Logistics management

What is logistics management?

Many operational processes are interlinked, especially in the context of inventory management. Logistics management is therefore understood to mean the holistic management of the flow of materials and goods within an organizational unit - depending on the degree of development, this also includes aspects such as recycling, which is being assigned to ever greater proportions of the actual value chain.

In order to gain a better understanding of the relevance of the individual management tasks and functions in logistics, we explain the five central areas of responsibility below:


Which goals or benchmarks should logistics fulfill? And what options for action are available? In the context of logistics management, this primarily refers to a transportation or transshipment network that ensures that goods and merchandise reach their destination within a defined period of time. Such an action plan is part of the organizational structural planning, which in turn sets specific requirements for the company's intralogistics.


Who takes on which tasks? Answers to these questions depend heavily on whether logistics is treated as part of a centralized department or is decentralized. Procedures and processes are then defined as part of a process organization to ensure that all necessary tasks are performed by the responsible task owners. This affects aspects such as the formation of logistics units, a definition of the functions of technical logistics, etc.


How much man power is needed to fulfill all logistics tasks? Within logistics management, management and personnel deployment are considered together.

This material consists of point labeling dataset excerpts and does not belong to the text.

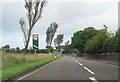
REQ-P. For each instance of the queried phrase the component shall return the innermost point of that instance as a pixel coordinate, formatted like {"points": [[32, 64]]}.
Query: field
{"points": [[13, 64]]}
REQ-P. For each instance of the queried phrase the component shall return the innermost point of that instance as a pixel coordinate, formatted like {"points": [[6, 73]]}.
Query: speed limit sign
{"points": [[35, 41]]}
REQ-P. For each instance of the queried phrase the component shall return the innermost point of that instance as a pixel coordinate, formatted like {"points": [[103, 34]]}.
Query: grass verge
{"points": [[14, 69]]}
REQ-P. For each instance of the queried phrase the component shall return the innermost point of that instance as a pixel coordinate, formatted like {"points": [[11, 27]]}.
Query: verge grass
{"points": [[13, 64]]}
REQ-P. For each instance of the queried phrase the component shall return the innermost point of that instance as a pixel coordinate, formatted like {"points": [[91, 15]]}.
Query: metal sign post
{"points": [[35, 42]]}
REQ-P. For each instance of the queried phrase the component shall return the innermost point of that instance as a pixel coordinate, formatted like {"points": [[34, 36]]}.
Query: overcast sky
{"points": [[71, 15]]}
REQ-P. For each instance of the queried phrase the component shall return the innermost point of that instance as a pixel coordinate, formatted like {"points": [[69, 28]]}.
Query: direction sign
{"points": [[35, 41]]}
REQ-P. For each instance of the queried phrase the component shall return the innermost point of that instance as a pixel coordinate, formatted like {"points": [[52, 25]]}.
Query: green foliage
{"points": [[6, 46], [80, 38], [91, 40], [95, 44], [67, 49], [58, 40], [26, 51]]}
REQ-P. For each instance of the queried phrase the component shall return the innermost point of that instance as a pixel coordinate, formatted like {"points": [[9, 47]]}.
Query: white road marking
{"points": [[80, 64], [35, 70], [89, 70], [93, 79]]}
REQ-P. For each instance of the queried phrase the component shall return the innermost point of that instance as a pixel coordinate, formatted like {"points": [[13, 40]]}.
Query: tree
{"points": [[67, 43], [6, 46], [59, 39], [80, 38], [34, 9], [50, 33], [95, 44]]}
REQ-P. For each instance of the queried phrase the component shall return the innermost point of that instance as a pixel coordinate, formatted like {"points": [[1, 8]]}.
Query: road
{"points": [[74, 68]]}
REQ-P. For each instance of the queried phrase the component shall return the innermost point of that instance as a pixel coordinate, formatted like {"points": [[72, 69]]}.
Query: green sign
{"points": [[35, 41]]}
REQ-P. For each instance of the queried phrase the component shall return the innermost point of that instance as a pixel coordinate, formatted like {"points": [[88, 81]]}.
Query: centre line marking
{"points": [[93, 79], [80, 64], [35, 70], [89, 70]]}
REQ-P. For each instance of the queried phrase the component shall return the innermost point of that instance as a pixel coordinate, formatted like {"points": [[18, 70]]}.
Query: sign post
{"points": [[35, 42]]}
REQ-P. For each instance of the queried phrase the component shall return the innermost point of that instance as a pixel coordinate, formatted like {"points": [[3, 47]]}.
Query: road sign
{"points": [[35, 41]]}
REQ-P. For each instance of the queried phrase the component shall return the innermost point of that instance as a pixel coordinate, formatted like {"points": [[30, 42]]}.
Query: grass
{"points": [[13, 64]]}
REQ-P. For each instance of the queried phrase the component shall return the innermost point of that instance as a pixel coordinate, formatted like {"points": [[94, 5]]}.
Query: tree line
{"points": [[91, 40]]}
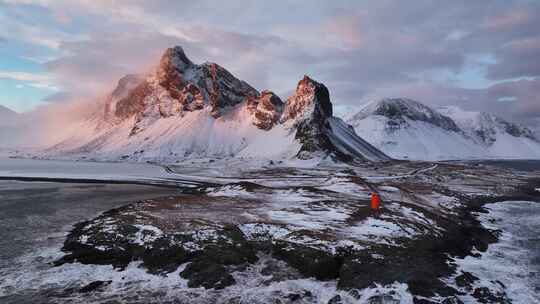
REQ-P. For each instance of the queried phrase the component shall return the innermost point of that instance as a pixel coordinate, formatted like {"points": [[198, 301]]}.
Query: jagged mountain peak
{"points": [[266, 108], [310, 97], [175, 57]]}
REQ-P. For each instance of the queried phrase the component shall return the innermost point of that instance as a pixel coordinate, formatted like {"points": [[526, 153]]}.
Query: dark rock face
{"points": [[310, 98], [94, 286], [266, 109], [309, 108]]}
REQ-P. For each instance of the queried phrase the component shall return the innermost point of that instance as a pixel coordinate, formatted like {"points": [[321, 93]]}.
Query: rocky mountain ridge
{"points": [[183, 109]]}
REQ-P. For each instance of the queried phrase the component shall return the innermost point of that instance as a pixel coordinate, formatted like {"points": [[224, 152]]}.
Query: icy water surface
{"points": [[514, 261]]}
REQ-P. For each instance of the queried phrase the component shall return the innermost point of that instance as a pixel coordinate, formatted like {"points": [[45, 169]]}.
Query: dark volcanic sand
{"points": [[35, 217]]}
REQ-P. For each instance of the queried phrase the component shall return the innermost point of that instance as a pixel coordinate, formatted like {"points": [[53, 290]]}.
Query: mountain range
{"points": [[407, 129], [182, 109]]}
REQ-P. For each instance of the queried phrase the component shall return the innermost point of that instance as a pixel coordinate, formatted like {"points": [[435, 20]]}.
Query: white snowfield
{"points": [[197, 134], [477, 136], [88, 171]]}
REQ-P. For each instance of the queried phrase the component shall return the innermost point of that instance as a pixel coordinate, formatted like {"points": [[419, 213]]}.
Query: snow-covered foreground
{"points": [[258, 232]]}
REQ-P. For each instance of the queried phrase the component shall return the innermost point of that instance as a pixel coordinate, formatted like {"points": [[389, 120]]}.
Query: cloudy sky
{"points": [[480, 55]]}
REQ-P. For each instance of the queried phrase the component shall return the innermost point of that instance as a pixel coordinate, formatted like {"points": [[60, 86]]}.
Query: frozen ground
{"points": [[247, 231]]}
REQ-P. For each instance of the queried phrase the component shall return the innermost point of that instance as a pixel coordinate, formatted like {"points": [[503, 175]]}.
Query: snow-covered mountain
{"points": [[501, 138], [407, 129], [183, 109]]}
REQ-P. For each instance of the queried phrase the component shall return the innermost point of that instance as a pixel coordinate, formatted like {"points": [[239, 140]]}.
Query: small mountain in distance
{"points": [[407, 129], [188, 110]]}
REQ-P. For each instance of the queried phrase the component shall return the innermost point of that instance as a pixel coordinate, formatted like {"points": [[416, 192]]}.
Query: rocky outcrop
{"points": [[266, 109], [309, 110], [176, 86]]}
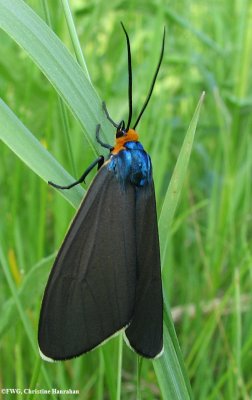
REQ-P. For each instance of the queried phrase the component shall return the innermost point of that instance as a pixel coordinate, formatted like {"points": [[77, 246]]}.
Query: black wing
{"points": [[90, 293], [145, 332]]}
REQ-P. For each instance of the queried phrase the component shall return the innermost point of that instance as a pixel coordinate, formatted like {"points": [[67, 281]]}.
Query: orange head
{"points": [[123, 137]]}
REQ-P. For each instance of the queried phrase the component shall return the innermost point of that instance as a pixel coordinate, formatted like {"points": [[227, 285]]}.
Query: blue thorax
{"points": [[131, 165]]}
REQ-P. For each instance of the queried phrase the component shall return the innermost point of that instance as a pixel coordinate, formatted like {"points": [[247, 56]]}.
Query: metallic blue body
{"points": [[132, 165]]}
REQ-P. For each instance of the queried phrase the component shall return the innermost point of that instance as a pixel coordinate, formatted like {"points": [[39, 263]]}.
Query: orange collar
{"points": [[131, 136]]}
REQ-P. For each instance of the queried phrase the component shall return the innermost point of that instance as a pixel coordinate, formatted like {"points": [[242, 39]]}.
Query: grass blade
{"points": [[170, 370], [53, 59], [21, 141]]}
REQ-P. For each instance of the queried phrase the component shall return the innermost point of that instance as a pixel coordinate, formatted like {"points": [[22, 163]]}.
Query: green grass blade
{"points": [[23, 317], [170, 369], [21, 141], [53, 59], [176, 183]]}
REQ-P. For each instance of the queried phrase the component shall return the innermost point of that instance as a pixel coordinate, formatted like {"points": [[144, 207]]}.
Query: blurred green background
{"points": [[208, 267]]}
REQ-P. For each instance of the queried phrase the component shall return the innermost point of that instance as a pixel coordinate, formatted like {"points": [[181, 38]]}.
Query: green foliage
{"points": [[204, 214]]}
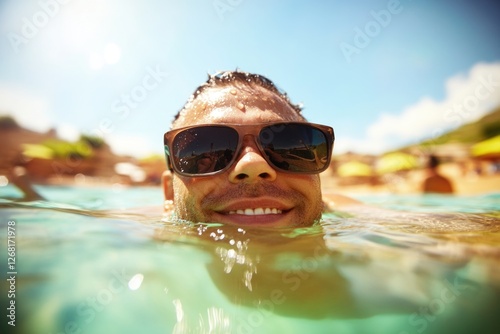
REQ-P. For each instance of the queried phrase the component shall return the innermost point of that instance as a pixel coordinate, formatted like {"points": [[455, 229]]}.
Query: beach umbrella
{"points": [[488, 148], [354, 168], [395, 162], [37, 151]]}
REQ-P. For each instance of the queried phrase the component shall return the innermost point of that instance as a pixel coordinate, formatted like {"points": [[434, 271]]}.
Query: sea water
{"points": [[85, 263]]}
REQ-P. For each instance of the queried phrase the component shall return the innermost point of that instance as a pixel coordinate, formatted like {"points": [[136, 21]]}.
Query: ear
{"points": [[168, 189]]}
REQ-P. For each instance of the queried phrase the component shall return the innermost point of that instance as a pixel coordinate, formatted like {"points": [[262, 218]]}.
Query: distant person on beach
{"points": [[268, 156], [435, 182]]}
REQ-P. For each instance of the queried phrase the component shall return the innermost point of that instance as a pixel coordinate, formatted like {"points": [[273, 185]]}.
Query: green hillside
{"points": [[486, 127]]}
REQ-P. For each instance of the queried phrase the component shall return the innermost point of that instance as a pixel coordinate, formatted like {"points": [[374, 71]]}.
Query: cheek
{"points": [[192, 190]]}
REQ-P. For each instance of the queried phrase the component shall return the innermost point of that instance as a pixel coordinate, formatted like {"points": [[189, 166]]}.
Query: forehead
{"points": [[238, 105]]}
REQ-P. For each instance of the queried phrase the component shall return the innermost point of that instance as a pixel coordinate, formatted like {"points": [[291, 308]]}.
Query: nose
{"points": [[251, 166]]}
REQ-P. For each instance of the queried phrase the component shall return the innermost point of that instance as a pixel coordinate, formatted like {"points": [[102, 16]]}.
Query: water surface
{"points": [[86, 264]]}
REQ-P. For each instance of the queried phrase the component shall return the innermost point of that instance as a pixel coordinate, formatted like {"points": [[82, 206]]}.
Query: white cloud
{"points": [[29, 110], [468, 97]]}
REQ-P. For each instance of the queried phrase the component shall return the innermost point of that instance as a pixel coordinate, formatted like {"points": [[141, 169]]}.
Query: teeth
{"points": [[256, 211]]}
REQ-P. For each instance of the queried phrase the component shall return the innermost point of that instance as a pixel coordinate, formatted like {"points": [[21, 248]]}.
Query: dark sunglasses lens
{"points": [[204, 150], [295, 147]]}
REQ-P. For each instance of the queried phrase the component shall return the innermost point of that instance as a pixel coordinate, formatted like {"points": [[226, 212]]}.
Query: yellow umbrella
{"points": [[354, 168], [395, 162], [487, 148]]}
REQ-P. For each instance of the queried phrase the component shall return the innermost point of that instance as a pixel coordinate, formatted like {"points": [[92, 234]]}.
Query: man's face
{"points": [[250, 192]]}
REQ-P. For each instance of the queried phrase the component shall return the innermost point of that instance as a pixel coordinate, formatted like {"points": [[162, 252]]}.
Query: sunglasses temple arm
{"points": [[167, 158]]}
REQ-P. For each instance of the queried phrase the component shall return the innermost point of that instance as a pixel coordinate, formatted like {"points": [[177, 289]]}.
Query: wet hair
{"points": [[238, 78]]}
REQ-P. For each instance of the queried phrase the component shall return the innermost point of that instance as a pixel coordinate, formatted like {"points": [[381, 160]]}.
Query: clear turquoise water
{"points": [[87, 265]]}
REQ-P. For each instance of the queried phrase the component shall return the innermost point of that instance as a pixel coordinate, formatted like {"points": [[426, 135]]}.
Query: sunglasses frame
{"points": [[244, 130]]}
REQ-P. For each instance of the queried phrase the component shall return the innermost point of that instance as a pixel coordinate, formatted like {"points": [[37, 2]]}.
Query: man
{"points": [[261, 159], [435, 182]]}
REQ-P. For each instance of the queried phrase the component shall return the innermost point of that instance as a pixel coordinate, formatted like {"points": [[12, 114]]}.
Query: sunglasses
{"points": [[205, 150]]}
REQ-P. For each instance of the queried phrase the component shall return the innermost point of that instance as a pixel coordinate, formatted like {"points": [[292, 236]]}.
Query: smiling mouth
{"points": [[256, 212]]}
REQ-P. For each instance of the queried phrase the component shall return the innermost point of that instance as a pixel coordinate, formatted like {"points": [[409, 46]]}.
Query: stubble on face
{"points": [[196, 198]]}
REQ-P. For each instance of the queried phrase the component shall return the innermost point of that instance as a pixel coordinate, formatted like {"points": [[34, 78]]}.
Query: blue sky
{"points": [[382, 73]]}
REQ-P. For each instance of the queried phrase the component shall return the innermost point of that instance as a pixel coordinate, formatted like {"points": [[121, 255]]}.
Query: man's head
{"points": [[239, 176]]}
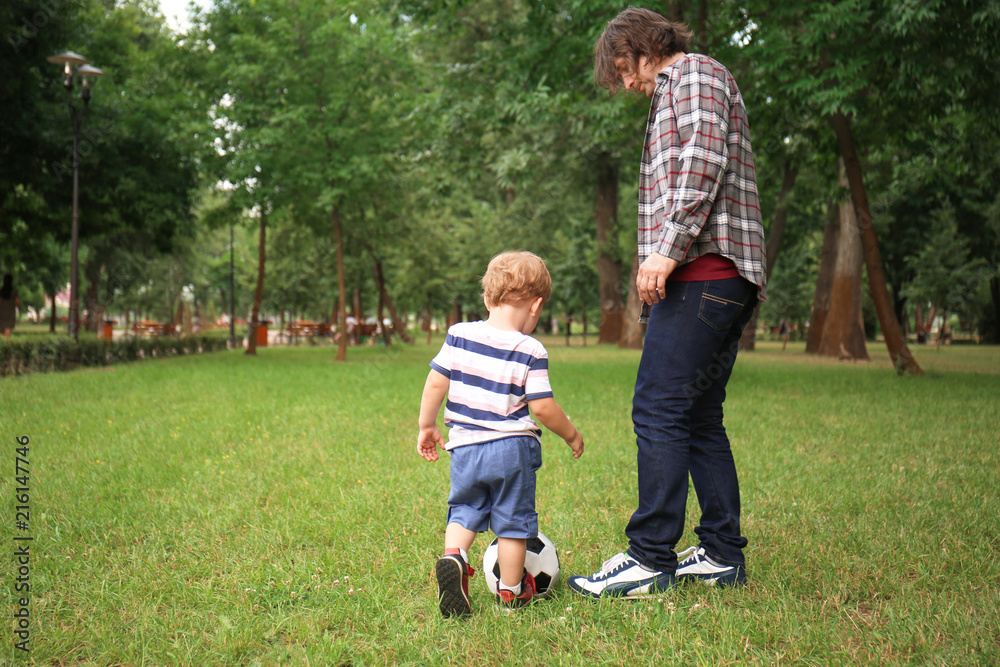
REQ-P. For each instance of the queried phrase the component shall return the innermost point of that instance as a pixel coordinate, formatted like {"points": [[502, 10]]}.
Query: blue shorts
{"points": [[493, 487]]}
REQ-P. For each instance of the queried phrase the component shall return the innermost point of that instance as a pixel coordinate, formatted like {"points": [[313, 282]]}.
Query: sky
{"points": [[176, 11]]}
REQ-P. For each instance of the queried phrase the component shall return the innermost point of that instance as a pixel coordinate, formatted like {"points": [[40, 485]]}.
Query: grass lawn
{"points": [[223, 510]]}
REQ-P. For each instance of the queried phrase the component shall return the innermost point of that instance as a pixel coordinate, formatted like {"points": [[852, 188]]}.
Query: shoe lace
{"points": [[690, 556], [612, 564]]}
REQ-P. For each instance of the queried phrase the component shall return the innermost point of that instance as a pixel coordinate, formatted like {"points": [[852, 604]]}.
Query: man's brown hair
{"points": [[514, 277], [635, 33]]}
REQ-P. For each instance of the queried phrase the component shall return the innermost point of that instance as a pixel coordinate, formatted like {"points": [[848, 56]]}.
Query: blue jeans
{"points": [[493, 486], [687, 358]]}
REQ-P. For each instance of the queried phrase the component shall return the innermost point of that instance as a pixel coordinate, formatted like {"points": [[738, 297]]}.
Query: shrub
{"points": [[59, 353]]}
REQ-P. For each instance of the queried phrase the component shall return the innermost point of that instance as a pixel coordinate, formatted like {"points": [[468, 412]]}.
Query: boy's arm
{"points": [[553, 418], [429, 437]]}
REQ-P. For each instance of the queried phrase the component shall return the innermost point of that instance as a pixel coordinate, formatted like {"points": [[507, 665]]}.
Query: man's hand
{"points": [[428, 441], [576, 444], [651, 280]]}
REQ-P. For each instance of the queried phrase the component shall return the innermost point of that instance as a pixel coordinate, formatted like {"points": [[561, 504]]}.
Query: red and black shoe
{"points": [[453, 584], [508, 600]]}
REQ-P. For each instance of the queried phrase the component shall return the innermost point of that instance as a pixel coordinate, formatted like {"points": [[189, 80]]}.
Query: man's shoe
{"points": [[453, 585], [622, 576], [508, 600], [696, 565]]}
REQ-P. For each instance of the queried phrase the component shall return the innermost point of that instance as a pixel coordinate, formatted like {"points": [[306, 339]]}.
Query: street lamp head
{"points": [[86, 73], [68, 59]]}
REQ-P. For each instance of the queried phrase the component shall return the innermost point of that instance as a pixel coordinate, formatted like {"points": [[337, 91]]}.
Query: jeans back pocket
{"points": [[718, 312]]}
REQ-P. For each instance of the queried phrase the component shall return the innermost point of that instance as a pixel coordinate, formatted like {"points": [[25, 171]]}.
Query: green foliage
{"points": [[59, 353], [220, 510]]}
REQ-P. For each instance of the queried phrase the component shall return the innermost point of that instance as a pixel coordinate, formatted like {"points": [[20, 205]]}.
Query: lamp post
{"points": [[86, 72]]}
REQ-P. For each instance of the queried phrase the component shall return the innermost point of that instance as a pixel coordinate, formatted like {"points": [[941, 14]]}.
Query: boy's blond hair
{"points": [[514, 277]]}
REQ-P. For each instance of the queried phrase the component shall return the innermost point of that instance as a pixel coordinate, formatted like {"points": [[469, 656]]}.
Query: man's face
{"points": [[642, 79]]}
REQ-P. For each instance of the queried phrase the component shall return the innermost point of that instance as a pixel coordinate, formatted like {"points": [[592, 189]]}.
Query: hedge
{"points": [[59, 353]]}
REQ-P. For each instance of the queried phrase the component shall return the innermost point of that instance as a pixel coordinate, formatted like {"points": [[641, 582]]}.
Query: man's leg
{"points": [[680, 363]]}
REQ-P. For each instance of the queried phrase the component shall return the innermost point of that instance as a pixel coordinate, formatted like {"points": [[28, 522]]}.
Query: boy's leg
{"points": [[453, 571], [510, 556], [457, 536], [468, 515]]}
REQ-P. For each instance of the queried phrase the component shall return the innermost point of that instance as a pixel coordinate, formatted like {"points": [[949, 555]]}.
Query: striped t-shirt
{"points": [[493, 374]]}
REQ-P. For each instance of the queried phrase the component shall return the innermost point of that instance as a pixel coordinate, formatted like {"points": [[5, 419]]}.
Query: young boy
{"points": [[492, 372]]}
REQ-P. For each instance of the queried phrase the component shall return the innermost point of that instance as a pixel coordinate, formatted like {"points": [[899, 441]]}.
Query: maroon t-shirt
{"points": [[706, 267]]}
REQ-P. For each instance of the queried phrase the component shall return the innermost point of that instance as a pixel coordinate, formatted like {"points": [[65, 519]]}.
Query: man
{"points": [[700, 276]]}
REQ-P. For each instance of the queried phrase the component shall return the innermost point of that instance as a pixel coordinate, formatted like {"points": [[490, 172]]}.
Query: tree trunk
{"points": [[90, 298], [359, 316], [609, 270], [923, 325], [632, 330], [398, 325], [455, 316], [429, 318], [258, 294], [824, 282], [341, 285], [994, 336], [844, 334], [748, 341], [899, 352]]}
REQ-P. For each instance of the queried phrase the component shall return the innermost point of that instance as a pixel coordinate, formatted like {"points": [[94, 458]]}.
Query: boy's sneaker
{"points": [[508, 600], [696, 565], [622, 576], [453, 584]]}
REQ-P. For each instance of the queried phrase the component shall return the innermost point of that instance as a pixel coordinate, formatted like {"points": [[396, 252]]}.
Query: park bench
{"points": [[153, 328], [303, 328]]}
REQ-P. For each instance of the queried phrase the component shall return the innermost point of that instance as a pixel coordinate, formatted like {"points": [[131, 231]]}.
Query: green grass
{"points": [[223, 510]]}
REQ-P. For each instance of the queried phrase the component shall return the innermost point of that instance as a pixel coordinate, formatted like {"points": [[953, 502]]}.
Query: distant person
{"points": [[701, 272], [10, 306], [495, 377]]}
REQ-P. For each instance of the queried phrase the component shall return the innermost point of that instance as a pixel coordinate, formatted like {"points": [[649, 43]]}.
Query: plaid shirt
{"points": [[697, 188]]}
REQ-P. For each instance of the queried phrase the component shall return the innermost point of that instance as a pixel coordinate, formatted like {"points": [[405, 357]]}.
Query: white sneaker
{"points": [[695, 564], [622, 576]]}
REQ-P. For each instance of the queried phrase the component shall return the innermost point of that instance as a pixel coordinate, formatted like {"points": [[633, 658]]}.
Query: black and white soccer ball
{"points": [[541, 560]]}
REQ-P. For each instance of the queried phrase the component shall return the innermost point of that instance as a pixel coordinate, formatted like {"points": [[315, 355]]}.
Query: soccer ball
{"points": [[541, 560]]}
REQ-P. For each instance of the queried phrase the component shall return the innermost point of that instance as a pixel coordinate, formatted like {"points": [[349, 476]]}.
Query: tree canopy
{"points": [[421, 138]]}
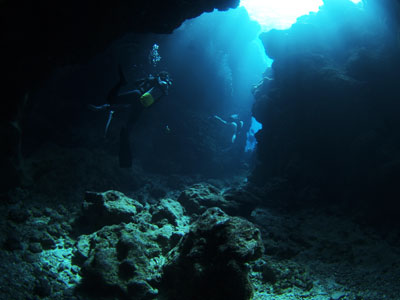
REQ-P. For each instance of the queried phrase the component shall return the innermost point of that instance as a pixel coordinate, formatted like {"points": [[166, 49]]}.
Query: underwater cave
{"points": [[218, 149]]}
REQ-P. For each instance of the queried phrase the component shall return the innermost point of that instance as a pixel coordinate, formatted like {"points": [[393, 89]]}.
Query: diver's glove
{"points": [[167, 129], [99, 107]]}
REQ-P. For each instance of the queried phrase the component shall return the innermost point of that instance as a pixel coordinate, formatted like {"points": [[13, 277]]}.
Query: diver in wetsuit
{"points": [[234, 125], [149, 91]]}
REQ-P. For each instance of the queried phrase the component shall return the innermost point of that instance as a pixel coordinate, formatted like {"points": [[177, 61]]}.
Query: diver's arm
{"points": [[234, 125], [220, 120]]}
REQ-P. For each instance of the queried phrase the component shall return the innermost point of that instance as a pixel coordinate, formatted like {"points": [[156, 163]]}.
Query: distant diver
{"points": [[149, 90], [233, 124]]}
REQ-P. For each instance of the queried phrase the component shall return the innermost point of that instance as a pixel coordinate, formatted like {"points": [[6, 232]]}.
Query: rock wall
{"points": [[330, 110], [37, 37]]}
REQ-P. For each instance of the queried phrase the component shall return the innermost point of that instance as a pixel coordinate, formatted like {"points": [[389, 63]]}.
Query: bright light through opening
{"points": [[280, 14]]}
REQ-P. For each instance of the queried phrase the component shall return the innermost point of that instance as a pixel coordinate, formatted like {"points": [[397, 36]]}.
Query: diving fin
{"points": [[125, 155]]}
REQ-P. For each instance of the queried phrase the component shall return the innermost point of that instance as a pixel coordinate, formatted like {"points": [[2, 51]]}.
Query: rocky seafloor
{"points": [[65, 236]]}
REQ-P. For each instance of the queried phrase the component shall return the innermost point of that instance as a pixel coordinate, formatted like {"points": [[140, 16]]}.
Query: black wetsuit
{"points": [[151, 85]]}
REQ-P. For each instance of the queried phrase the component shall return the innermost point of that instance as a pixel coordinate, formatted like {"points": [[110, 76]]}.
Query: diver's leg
{"points": [[112, 97], [125, 151]]}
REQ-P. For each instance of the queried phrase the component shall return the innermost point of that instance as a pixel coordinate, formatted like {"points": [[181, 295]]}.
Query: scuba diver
{"points": [[149, 91], [234, 125]]}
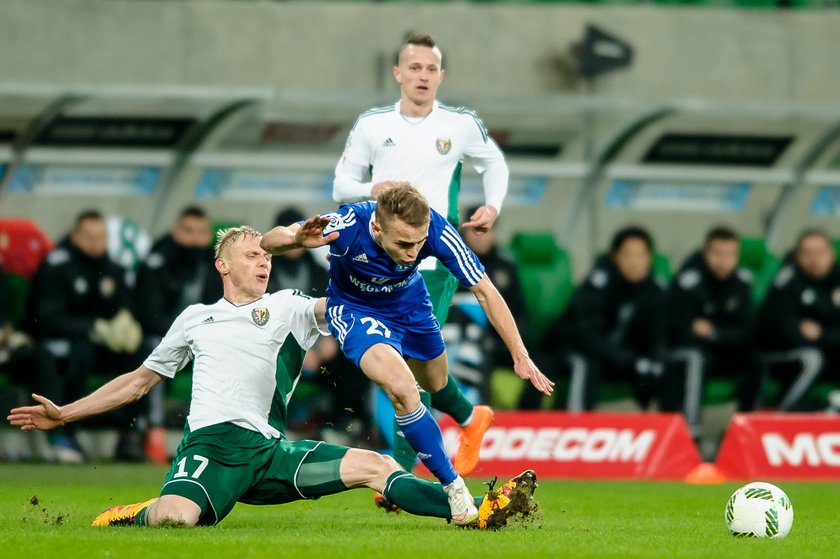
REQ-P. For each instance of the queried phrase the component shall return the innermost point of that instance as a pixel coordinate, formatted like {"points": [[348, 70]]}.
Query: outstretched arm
{"points": [[309, 234], [499, 315], [122, 390]]}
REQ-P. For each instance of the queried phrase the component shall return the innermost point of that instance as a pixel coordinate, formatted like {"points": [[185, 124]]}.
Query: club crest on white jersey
{"points": [[260, 316], [443, 145]]}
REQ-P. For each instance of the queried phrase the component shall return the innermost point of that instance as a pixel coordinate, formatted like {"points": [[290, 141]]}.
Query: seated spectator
{"points": [[799, 323], [178, 272], [79, 315], [348, 419], [710, 319], [614, 328], [34, 370]]}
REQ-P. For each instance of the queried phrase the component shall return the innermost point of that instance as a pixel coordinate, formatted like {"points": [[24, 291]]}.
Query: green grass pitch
{"points": [[580, 519]]}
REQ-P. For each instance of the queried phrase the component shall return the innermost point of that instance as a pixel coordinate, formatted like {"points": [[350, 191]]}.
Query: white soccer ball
{"points": [[759, 510]]}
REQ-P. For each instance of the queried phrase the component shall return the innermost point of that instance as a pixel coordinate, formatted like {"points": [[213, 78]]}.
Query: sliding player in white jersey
{"points": [[247, 350], [425, 142]]}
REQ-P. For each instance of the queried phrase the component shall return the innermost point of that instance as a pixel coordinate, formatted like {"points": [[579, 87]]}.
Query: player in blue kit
{"points": [[379, 310]]}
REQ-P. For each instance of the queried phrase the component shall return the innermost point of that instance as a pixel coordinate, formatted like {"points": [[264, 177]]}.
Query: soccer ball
{"points": [[759, 510]]}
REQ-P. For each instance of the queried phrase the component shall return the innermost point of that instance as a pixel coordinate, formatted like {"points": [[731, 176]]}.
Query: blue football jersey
{"points": [[363, 274]]}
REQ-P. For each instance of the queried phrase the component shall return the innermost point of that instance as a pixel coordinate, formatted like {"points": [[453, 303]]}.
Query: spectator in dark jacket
{"points": [[710, 319], [615, 326], [799, 323], [177, 273], [79, 314]]}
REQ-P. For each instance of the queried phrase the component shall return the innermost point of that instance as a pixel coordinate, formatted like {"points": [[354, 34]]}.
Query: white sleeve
{"points": [[300, 317], [349, 184], [172, 353], [488, 160]]}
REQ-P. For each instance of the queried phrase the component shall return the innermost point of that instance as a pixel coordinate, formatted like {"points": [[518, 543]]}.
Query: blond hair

Among other things, this involves adequately filling vacancies and training employees (especially with regard to digital processes that characterize intralogistics).

Information management

How is waste, surplus raw materials etc. dealt with? Such issues are also increasingly being discussed at management level. This involves environmental and business analyses as well as holistic knowledge and data management. Ideally, this creates a big picture of the use of resources and their potential economic or logistical utilization.


Are target and actual data in line with each other? Are logistics goals being achieved? Such questions and the revisions or corrections derived from the answers are part of a permanent comparison of different data. Key performance indicators (KPIs) are used to define key figures within logistics management, assign them to specific costs and services and thus transfer them to internal processes and areas such as the supply chain.

Conclusion: Logistics management ensures the distribution of goods to the market

Efficient, modern logistics management not only requires a high level of functional planning and the use of modern technology, but also the permanent questioning of the status quo. Planning, management, organization, processing and control are not considered separately, but are integrated at the operational organizational level. The aim of logistics management is to ensure the effective and cost-efficient flow of goods and materials, to optimize logistics processes and, above all, to handle both intra- and extra-logistics holistically.